An Adam Morrison- A guy who did great in college but hasn’t gotten any play since.
“Mike was a player in college, but since he graduated he’s been a bit of an Adam Morrison”

A Kareem- Having amazing sex…while wearing goggles.
“I had to change it up in the bedroom last night, so I gave her the ol’ Kareem”

A Magic Johnson- Having group sex everyone enjoys while contracting HIV.
“It was a wild party this weekend and I ended up in the middle of a Magic Johnson”
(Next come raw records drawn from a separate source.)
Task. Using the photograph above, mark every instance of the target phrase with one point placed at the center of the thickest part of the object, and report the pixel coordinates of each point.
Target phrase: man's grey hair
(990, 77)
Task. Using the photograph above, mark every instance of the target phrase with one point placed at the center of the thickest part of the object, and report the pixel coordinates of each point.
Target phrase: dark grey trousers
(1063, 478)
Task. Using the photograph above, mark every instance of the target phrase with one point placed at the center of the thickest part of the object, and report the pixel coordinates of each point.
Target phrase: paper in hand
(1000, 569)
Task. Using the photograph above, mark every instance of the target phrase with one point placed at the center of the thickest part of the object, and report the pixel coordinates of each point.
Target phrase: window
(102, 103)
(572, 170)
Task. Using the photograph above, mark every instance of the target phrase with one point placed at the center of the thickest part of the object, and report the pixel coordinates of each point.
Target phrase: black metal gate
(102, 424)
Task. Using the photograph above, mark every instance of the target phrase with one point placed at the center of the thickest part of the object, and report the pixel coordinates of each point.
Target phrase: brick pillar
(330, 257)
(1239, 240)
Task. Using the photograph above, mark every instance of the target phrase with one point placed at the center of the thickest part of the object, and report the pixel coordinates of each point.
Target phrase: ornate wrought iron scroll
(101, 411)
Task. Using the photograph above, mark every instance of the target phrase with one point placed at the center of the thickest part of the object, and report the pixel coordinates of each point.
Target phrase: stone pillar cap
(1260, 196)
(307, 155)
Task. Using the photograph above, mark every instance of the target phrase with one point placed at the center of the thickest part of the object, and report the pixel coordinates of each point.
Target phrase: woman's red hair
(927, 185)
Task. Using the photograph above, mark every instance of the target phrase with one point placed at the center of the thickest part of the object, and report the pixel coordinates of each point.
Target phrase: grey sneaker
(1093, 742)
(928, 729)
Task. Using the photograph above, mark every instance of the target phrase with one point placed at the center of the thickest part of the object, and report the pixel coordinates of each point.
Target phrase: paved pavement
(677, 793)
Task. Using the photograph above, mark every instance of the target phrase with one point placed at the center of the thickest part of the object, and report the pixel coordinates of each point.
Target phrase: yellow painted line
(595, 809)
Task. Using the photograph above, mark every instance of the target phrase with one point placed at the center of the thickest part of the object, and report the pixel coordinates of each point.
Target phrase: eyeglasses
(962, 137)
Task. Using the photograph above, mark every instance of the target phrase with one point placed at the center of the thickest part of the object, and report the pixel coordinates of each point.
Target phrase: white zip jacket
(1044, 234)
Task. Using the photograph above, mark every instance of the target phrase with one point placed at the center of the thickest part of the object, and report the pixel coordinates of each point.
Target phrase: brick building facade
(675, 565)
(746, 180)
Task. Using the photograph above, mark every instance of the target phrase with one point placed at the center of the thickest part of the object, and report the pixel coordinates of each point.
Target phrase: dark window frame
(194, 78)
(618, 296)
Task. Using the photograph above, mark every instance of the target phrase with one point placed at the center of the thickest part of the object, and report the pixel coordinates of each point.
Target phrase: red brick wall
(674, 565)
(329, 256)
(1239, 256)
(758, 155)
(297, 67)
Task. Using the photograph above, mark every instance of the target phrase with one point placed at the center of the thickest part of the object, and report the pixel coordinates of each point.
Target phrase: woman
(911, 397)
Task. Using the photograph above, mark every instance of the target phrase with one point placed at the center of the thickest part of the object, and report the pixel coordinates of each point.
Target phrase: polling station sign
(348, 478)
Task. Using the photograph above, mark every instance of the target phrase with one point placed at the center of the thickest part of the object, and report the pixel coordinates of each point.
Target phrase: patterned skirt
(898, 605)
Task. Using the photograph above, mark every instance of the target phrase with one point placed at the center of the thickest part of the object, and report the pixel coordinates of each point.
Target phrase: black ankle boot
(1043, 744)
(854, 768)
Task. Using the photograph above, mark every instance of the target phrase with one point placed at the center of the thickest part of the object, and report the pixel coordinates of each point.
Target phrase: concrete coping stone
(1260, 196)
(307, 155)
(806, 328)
A Kobe Bryant- Having non-consensual rough sex in Colorado, but you orgasm 81 times.
“I shouldn’t go back to Denver, I had a few drinks and ended up pulling a Kobe Bryant.”

A Pau Gasol- Fucking hard for 3 quarters of an hour, but you can’t finish.
“I had too many whiskey shots last night and I passed out in the middle of a Pau Gasol."

A Ron Artest- Having sex on PCP.
“HELP, I’m in my hotel room, there’s blood everywhere, mustard on the walls, and 3 owls hooting at me! I’m afraid I did a Ron Artest!”

A Phil Jackson- Telling someone how to make their girlfriend orgasm…11 times.
“My buddy just got his first girlfriend and he was nervous so I gave him the Phil Jackson.”

A Luke Walton- Getting laid because of something your dad did.
“Can you believe Freddy Prize Jr. pulled a Luke Walton on Sarah Michelle Gellar."

A Lamar Odom- Fucking a fat chick.
“It was a slow night at the bar so Lamar Odom was the best I could do.”

A Mike Brown- Shitting your pants during coitus.
“I’m never drinking tequila again. I went Mike Brown on her couch.”

A Shannon Brown- Sleeping with your friend’s fiancé.
“Don’t trust Chris, he went Shannon Brown on Mark’s girl last week.”

Kwame Brown- A really hot chick that’s worthless in the bedroom.
“I brought a model home on Saturday, but when I got her clothes off, she turned out to be a Kwame Brown.

Andrew Bynum- Doing well on the inside, then hurting yourself.
“I was balls deep in this chick last night and right as I’m about to finish my left knee went Andrew Bynum.”

Vlade Divac- Faking an orgasm.
“I dumped that chick because she’d go Vlade Divac on me before I even got going.”

Derek Fisher- An old chick with one last good ride left in her.
“I know she’s 46, but I’m telling you she’s a Derek Fisher for sure!”

Kurt Rambis- An unattractive girl that’s a hard worker down low.
“At first I was unsure about taking Katie out, but then she turned out to be a real Kurt Rambis.”